Memphis NAACP President calls for feds to investigate MPD for possible “systemic” issues

MEMPHIS, Tenn. — The Memphis Police Department is under fire for what some are calling an attempted coverup of Tyre Nichols’ violent beating death that may have started at the scene.

There are also now deafening cries that the US Department of Justice step in and review the department’s culture to determine if a pattern of misconduct permeates its ranks.

The group of officers involved in Tyre Nichols’ beating claimed they had reason to stop Nichols as he drove home on Jan. 7, saying he had been driving recklessly, a claim Police Chief CJ Davis said on CNN that, so far, the evidence does not support.

Highlighting the quickness of the investigation, Van Turner, President of the Memphis chapter of the NAACP, gives credit to the department’s handling of the fallout surrounding Nichols’ beating death.

At the same time, he said he backed calls that the Department of Justice formally conduct a “pattern and practice” review to determine if regular misconduct and unconstitutional practices exist as systemic department issues baked into its culture.

In such an investigation, the Civil Rights Division would conduct a thorough review of the department.

During the investigation, the division “assesses whether any systemic deficiencies contribute to misconduct or enable it to persist, according to the DOJ’s website.

“A critical part of the investigation is hearing directly from community members and police officers.

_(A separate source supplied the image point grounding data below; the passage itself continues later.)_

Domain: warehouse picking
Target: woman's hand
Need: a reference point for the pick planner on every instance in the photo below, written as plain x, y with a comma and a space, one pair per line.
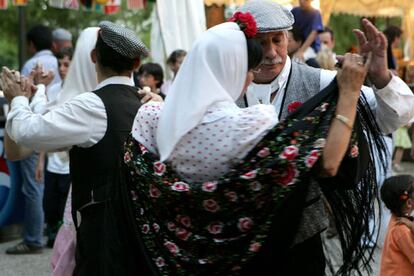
352, 75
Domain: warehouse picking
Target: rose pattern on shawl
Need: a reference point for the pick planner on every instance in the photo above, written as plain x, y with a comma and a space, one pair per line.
180, 187
245, 224
211, 205
312, 158
255, 247
209, 186
264, 152
159, 168
172, 247
184, 220
215, 227
145, 228
231, 196
354, 151
289, 152
156, 227
205, 221
154, 192
143, 149
249, 175
127, 157
160, 262
182, 234
288, 177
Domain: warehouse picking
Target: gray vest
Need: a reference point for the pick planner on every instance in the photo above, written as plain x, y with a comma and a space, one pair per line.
304, 82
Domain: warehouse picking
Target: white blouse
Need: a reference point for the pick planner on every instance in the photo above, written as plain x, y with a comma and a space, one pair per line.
209, 150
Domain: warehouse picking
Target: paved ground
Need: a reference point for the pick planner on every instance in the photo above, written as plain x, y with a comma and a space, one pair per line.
39, 265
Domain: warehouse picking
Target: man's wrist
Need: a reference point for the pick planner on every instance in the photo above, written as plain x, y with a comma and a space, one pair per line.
380, 79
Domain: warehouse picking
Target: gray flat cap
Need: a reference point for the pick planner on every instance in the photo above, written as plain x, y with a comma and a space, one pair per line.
61, 34
122, 40
270, 16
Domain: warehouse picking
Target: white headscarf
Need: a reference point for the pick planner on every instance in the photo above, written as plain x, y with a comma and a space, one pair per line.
81, 75
213, 72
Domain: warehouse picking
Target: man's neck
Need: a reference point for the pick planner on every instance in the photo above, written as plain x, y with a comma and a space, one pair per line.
106, 74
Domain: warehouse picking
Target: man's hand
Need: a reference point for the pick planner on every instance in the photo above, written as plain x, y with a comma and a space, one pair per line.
15, 85
147, 96
375, 42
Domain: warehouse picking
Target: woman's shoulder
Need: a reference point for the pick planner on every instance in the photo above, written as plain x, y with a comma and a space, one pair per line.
149, 109
260, 112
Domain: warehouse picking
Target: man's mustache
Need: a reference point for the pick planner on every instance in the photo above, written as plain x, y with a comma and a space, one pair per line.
273, 61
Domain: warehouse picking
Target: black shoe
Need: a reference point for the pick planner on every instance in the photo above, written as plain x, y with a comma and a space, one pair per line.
50, 243
24, 248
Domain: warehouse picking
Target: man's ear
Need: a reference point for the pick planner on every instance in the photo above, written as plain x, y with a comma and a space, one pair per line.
409, 203
93, 56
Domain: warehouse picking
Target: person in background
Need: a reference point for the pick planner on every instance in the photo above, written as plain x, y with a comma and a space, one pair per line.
393, 34
397, 256
309, 23
326, 56
40, 41
94, 125
327, 38
151, 75
295, 42
57, 177
174, 61
402, 141
61, 39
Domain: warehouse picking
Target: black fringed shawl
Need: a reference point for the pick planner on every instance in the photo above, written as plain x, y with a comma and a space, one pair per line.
245, 221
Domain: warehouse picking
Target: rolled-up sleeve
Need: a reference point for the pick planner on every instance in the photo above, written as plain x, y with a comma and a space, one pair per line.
81, 121
393, 105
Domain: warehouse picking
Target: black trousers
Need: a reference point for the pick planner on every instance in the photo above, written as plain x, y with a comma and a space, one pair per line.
306, 258
55, 195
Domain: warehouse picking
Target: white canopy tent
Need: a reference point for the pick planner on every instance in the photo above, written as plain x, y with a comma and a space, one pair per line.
176, 24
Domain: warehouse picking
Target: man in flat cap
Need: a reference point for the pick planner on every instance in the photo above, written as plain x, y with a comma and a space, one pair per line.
95, 125
62, 38
280, 81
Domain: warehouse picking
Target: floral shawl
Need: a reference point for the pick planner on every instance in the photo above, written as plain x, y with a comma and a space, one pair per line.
223, 225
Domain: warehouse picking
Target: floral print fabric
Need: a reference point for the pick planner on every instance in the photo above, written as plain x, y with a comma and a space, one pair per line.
218, 225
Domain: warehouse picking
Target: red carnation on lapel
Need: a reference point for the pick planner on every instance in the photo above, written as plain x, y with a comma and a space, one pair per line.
293, 106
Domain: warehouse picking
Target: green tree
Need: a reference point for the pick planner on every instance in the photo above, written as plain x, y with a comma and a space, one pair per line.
38, 12
343, 24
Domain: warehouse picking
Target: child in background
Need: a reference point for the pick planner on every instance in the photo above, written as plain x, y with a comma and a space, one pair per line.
151, 75
174, 61
397, 257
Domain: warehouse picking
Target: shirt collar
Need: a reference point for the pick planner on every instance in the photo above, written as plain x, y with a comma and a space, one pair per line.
43, 53
116, 80
281, 79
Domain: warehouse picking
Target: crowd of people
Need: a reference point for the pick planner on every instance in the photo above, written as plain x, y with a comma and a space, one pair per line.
237, 164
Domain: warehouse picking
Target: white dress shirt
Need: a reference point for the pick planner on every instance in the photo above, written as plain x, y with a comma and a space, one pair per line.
393, 104
80, 121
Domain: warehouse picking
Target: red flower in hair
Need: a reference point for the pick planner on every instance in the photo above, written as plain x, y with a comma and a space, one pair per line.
246, 22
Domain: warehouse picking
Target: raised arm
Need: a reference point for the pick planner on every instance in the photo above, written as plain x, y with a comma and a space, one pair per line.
350, 80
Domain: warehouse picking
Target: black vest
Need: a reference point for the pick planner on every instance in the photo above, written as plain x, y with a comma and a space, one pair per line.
95, 170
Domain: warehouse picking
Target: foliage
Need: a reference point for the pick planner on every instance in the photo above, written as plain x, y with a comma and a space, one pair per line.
38, 12
343, 24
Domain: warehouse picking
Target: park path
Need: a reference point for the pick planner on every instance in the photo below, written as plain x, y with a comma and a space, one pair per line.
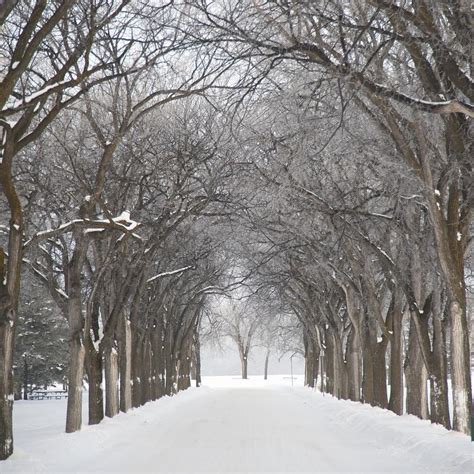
246, 429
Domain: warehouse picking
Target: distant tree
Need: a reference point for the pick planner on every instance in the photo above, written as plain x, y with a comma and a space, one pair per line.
40, 357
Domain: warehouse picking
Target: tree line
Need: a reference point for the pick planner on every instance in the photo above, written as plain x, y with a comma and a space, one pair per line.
148, 148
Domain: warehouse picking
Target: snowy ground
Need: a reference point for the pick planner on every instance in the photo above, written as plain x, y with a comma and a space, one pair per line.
232, 425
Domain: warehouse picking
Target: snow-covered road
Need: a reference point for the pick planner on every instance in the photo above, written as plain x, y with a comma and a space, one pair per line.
244, 428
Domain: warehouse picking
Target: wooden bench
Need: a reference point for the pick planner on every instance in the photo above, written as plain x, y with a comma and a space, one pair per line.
47, 395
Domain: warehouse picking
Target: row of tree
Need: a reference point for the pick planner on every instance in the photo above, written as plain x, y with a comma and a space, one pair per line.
155, 153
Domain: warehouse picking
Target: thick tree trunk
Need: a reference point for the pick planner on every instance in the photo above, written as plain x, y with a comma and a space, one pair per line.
265, 370
460, 367
354, 365
6, 390
76, 375
368, 352
125, 361
439, 407
451, 239
243, 364
380, 374
354, 359
9, 294
76, 360
25, 379
76, 328
94, 376
146, 371
395, 403
137, 365
416, 377
197, 353
111, 382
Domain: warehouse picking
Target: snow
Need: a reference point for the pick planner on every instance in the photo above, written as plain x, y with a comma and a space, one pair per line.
173, 272
232, 425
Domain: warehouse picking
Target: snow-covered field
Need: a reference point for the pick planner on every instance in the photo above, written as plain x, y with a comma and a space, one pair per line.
231, 425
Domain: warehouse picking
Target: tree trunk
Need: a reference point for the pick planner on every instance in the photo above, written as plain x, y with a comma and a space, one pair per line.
25, 379
93, 359
111, 382
395, 403
265, 372
76, 375
197, 352
243, 364
9, 294
146, 370
76, 363
354, 365
125, 361
380, 374
416, 377
76, 328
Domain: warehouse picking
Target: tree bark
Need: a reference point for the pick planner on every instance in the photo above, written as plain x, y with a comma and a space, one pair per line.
395, 403
125, 361
416, 377
265, 371
111, 382
93, 359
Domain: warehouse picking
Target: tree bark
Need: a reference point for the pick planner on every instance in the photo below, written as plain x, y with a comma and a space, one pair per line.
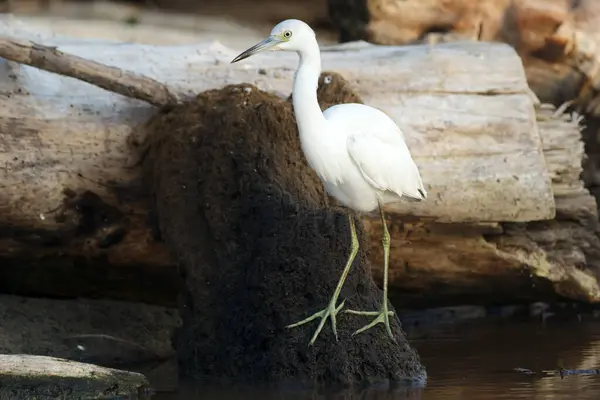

The investigation would involve “involve interviewing police and local officials, gathering information from other criminal justice stakeholders, observing officer activities through ride-a-longs and other means, and reviewing documents and specific incidents that are relevant to the investigation,” according to the website.

A public report would then be issued detailing the findings.

If “systemic violations” are found, along with “patterns or practices of misconduct” or “patterns or practices of unlawful policing,” the division would work with MPD “to effectively and sustainably remedy any unlawful practices” by way of a negotiated agreement, known as a consent decree, that becomes a federal court order.

The DOJ can also sue MPD if the department refuses.

“We have to at this point. …[H]ow can we not do that? We have to do that. Justice demands that we try to review this case as much as possible to see where we went wrong so that we prevent it” going forward, Turner said.

When the officers made their report, from which the original police statement about the incident was crafted, they only said “confrontation[s]” occurred, that Nichols ran and that he “complained of having a shortness of breath” before being taken to the hospital.

“You would think that Mr. Nichols had not passed or was not beaten that evening,” said Turner.

Turner said the way the police reports were written are indicative of something nefarious.

“…[T]o generalize what occurred so (the officers) would have room to fabricate a story,” he said.

Asked whether he believed there was an intentional coverup, Turner said “the generalization of that report is a cover-up because of omissions.”

“Had we not seen the video footage, had the cameras not been on, had that SkyCop [pole camera] not been there, you would have had the officers’ words against nobody because, guess what, Tyre was dead,” he said.